Theresa May has told global business leaders that their companies must pay more in tax and less to their executives or face being caught by a surge in populism.

In a powerful critique of business delivered at the World Economic Forum in Davos, the prime minister said that multinational companies could no longer afford to play “by a different set of rules to ordinary working people”. This meant businesses paying their fair share of tax, recognising their obligations and duties to their employees, and trading with smaller companies “in the right way”, she said.

Mrs May added that unless businesses responded to these issues, the forces of liberalism, free trade and globalisation that they all took for granted would be “called into question”.

“Across Europe parties of the far left and the far right are gathering support by feeding off an underlying and keenly felt sense among some people — often those on modest to low incomes living in relatively rich countries around the West — that these forces are not working for them,” she said. “And those parties, who embrace the politics of division and despair, feed off the sense among the public that mainstream political and business leaders have failed to comprehend their legitimate concerns for too long.”

She also urged businesses to provide greater accountability to shareholders.

Mrs May said that governments could not win the fight against populism alone.

Business needed “to spread the benefits” because too many people felt “left behind”. “If we are to make the case for free markets, free trade and globalisation, we must face up to the concerns people have and demonstrate the capacity to deliver for all,” she said.

“Business must show that everyone plays by the same rules.
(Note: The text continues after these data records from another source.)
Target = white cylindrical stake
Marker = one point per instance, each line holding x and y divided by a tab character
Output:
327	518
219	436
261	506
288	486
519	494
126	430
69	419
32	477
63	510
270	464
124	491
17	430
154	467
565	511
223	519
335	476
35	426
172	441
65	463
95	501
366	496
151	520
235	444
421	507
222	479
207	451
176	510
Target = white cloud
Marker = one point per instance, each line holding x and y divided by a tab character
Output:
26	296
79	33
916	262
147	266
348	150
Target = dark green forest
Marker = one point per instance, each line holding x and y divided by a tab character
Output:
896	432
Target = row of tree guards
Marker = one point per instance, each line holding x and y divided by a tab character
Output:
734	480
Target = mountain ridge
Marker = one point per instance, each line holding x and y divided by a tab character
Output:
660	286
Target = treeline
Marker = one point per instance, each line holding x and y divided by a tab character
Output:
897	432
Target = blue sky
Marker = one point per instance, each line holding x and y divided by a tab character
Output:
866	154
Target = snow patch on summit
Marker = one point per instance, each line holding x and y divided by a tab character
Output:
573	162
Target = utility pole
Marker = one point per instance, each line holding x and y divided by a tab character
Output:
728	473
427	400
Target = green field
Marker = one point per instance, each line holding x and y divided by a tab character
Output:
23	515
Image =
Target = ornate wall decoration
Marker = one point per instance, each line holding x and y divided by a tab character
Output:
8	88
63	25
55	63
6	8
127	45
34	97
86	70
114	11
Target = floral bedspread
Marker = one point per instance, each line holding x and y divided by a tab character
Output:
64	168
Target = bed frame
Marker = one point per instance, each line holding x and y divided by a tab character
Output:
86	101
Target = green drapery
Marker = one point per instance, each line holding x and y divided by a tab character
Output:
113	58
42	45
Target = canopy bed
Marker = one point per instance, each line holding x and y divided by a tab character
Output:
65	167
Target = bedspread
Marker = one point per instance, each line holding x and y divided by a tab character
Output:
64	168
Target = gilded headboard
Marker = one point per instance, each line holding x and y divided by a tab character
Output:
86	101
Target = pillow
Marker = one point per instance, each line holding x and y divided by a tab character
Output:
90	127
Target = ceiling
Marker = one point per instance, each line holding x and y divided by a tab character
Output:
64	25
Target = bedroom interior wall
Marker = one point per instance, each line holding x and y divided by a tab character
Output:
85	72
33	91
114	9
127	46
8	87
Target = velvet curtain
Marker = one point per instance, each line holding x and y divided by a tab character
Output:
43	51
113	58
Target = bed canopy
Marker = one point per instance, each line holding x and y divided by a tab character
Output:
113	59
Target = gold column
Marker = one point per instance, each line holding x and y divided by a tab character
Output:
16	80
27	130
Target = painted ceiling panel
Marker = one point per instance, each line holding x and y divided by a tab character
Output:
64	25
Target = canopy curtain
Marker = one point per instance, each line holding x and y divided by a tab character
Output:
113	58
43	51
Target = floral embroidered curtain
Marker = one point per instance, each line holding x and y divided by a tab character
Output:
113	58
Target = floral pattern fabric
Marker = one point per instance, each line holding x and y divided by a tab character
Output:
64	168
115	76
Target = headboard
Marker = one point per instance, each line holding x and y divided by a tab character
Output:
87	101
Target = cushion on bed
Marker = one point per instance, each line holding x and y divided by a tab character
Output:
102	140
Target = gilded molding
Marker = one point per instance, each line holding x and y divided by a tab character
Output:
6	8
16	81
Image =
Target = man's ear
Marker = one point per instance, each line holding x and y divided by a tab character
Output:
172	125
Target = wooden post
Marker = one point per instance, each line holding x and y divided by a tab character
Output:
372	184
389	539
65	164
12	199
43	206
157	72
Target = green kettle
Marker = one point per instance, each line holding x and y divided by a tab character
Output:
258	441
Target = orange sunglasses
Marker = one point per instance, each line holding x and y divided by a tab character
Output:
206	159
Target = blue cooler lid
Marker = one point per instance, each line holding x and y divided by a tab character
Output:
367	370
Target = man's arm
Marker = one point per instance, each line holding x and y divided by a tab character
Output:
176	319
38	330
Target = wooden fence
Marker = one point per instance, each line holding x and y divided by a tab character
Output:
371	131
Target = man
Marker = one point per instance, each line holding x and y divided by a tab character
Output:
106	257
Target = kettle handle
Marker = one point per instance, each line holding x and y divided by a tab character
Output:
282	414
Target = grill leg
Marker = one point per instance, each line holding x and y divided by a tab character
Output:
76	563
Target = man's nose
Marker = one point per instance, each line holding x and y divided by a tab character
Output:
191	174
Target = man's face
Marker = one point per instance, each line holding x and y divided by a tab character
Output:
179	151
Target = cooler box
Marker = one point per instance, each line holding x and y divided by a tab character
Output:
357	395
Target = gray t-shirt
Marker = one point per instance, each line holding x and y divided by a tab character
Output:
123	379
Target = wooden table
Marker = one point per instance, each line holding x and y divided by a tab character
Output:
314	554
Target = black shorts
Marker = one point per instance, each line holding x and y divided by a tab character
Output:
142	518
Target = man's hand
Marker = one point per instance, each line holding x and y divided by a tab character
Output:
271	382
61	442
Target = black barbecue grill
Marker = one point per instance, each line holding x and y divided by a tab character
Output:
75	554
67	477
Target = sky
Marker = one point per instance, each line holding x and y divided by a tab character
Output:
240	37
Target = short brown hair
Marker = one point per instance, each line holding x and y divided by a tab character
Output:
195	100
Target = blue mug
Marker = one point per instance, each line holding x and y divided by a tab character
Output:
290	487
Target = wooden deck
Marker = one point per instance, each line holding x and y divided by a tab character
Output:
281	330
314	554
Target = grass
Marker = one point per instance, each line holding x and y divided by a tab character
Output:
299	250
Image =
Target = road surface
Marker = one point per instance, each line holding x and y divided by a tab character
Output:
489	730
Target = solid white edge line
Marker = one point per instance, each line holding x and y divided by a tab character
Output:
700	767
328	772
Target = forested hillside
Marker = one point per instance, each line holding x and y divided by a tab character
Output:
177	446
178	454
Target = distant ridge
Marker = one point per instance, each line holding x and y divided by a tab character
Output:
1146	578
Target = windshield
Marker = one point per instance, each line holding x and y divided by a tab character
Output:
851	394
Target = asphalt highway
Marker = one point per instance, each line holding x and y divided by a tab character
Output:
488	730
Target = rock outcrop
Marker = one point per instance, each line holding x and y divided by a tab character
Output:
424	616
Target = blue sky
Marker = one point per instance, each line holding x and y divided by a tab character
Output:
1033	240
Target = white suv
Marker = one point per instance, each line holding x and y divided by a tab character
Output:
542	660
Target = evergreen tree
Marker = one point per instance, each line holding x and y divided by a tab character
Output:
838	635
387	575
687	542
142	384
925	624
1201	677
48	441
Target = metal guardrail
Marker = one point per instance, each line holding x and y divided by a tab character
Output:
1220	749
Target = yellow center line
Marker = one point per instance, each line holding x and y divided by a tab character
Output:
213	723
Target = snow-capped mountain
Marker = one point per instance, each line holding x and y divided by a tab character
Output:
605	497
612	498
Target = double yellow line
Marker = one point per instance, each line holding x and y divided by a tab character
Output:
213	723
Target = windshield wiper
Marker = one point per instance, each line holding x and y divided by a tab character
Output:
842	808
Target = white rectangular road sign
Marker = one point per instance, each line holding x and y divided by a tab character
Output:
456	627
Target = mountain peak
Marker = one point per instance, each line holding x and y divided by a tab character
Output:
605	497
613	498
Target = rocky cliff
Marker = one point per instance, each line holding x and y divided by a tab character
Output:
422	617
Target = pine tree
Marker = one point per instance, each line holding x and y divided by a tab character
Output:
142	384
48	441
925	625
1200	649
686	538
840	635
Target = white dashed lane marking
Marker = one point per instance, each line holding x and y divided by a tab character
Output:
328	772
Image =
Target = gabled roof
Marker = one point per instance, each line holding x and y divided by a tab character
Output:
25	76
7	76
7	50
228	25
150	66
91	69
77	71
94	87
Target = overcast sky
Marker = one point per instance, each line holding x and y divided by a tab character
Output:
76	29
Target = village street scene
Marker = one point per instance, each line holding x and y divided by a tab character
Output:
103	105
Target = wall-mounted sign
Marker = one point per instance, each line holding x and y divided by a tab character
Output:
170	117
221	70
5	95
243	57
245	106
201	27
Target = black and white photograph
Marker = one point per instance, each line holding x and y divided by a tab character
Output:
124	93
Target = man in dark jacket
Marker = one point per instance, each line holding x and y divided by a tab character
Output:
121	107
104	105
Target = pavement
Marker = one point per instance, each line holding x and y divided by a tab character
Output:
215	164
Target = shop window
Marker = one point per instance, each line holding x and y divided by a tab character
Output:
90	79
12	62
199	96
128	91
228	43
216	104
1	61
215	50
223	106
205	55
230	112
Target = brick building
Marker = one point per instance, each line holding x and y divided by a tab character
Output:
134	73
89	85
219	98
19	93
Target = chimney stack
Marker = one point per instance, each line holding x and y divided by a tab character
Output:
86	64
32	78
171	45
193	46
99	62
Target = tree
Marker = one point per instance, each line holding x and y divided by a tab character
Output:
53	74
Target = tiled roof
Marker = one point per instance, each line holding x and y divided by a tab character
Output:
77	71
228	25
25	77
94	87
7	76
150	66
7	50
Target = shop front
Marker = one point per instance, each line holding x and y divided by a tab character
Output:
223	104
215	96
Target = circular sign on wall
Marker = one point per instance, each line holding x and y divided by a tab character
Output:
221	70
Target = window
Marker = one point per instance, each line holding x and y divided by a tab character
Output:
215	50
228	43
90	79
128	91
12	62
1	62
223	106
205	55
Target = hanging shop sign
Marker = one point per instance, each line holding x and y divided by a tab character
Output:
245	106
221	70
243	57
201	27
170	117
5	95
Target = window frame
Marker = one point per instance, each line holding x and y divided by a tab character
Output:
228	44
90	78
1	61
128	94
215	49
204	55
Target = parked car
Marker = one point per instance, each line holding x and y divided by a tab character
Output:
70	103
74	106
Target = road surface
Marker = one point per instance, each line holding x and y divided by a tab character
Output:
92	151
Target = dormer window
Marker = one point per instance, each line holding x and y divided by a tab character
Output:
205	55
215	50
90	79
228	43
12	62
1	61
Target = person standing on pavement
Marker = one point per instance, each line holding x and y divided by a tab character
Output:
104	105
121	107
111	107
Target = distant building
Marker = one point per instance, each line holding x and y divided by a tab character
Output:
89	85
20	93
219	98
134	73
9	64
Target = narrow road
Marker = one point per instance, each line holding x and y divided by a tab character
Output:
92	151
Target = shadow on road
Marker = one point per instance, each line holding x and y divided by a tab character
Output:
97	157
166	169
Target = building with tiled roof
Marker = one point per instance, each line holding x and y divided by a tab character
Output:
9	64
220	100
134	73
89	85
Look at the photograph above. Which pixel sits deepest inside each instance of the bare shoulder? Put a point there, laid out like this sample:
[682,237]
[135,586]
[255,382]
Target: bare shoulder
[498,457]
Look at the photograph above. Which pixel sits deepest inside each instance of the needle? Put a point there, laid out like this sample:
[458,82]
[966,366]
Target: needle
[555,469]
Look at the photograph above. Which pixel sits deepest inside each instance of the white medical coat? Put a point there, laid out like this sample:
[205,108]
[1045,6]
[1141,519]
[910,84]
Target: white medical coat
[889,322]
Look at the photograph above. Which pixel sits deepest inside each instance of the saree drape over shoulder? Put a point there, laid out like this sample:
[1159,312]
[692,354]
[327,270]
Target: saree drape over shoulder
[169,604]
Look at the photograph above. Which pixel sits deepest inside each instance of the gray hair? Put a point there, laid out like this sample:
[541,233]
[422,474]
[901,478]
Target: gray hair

It means everyone paying their fair share of tax, recognising their obligations and duties to their employees and supply chains. All of us taking steps to address executive pay.”

Seizing the Leave campaign mantra, she added: “We have to step up and take control to make sure free trade and globalisation work for everyone.”

She invoked Britain’s long history of internationalism as she sought to change the narrative around Brexit. She characterised those who voted to leave the EU as people who “chose to build a truly global Britain”.

European politicians took issue with her threat to turn the UK into a tax haven if negotiations fail, though.

Wolfgang Schäuble, Germany’s finance minister, said that slashing taxes would undermine Mrs May’s vision of “a truly global” Britain. He said: “The UK has always agreed we will not use tax as an instrument for competition.”

Mrs May also defended Boris Johnson after the foreign secretary compared the president of France to a Second World War camp guard. The prime minister insisted that Mr Johnson had been making the same argument that she had made in her landmark Brexit speech this week.

She told the BBC: “The point that Boris was making was that, actually, it is in the interests of the countries who will remain in the European Union, and in the interests of the United Kingdom, to get a good trade deal, a trade deal that ensures we see the least possible disruption to our economies.”

The EU trade commissioner Cecilia Malmström said that Britain was at the bottom of the queue when it came to negotiating a trade agreement. “We are negotiating 15-16 trade deals at the moment so we are busy,” she said.

Simon Collins, UK chairman of KPMG, was among business leaders who welcomed Mrs May’s speech. “The prime minister has sent a clear signal of intent to build on Britain’s heritage as a strong multicultural trading nation and establish the country as the global leader of free trade,” he said. Business leaders should “stop hand-wringing” and “start an action plan”, he added.